No AI fatigue yet
AI is not running out of steam. We are 3.5 years into the launch of ChatGPT, and this is still early innings. Bubble watch has gone on for nearly 2 years, but the fear has one real root: the performance gap between the hyperscalers, who spend the money, and the semiconductor makers, who cash the checks. Close that gap and the bubble worries can be set aside, at least for now.

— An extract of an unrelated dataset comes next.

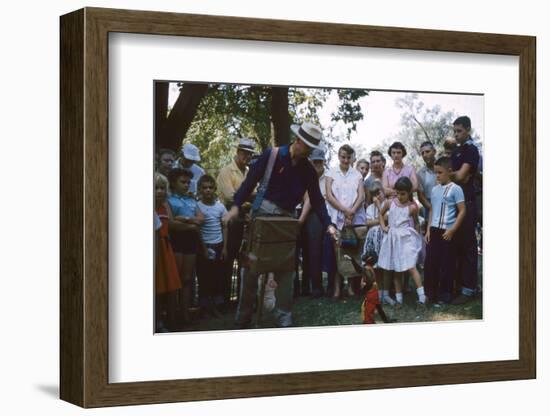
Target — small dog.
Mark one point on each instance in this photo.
(371, 302)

Hyperscalers: cheap and getting better
In order of preference: Google, Amazon, Microsoft, Meta. The pick favors the ones that own the infrastructure, own the software, own the distribution, and own the customer relationship, with the most cohesive offering. Token costs are falling while token prices stay steady, which sets these firms up for a second quarter of better return on invested capital. That means the heavy CapEx will be well spent. These stocks are now cheaper on price-to-earnings than they have been in the last 3 years, which makes them a buying chance. The stance on the group stays bullish, with operating cash flow and CapEx expected to keep improving.
Semiconductors: the age of custom chips
Top semi pick is Broadcom, overlooked in all the noise. The age of custom ASIC silicon has arrived. At the end of Q4 the major US frontier labs decided to make money from their models, which flipped the industry from training into inferencing. Inferencing needs 2 to 3 times more compute and 3 to 4 times more memory than training. To keep that cheap, custom ASICs help: they run about 30 to 40% lower on compute and use roughly 50% less energy.
Broadcom's partnership with Apple, announced this week, is a bullish sign. The part people miss, because everyone watches memory, is that networking silicon has grown just as fast. The push comes from the shift from 800G to 1.6T in the scale-up and scale-out designs inside data centers. Broadcom holds a 70% share of the switching silicon business, and that revenue should grow to about 3 times this year what it was last year.
Jackson Square Capital's top 10 holdings: Nvidia, Apple, Broadcom, Google, Eli Lilly, Amazon, Microsoft, KLAC, Caterpillar, and Coherent.
China and cybersecurity
Open-weight Chinese models are closing the gap with US frontier models in finding software weak spots. Per the Brookings Institute, they sit 6 to 9 months behind the best US labs. With the top model being Claude Mythos, and the recent scramble to prepare systems for it, US companies are unlikely to cut back on cybersecurity spending. Order of preference there: CrowdStrike, then Palo Alto Networks, then the recent addition Tenable One, which sits right in vulnerability discovery and management.
Token economics
Falling token costs plus steady token prices make a good mix, close to perfect right now. Run the Moore's law idea on token costs and they keep dropping, even though compute is expensive and memory prices are higher, because each unit gets more usage, tied back to the custom ASICs Broadcom helps deliver. Token costs will fall faster than token prices. To get enterprises building their own AI applications, the model makers will eventually push token pricing back down. That is likely another year or so away.
The macro backdrop
Year-end target stays at 7840. The backdrop stays supportive on record consumer cash and continued stimulus from the one big beautiful bill. The consumer has been strong. Consumer sentiment hit a two standard deviation low last month, about as bad as it gets, so it can only rise from here, especially if gasoline prices drop. That opens a chance in consumer discretionary stocks such as apparel, though the exact play is not yet pinned down. The heaviest exposure belongs in tech, networking equipment, and semiconductors, above all the recently overlooked names. The 15% pullback is a chance to reload.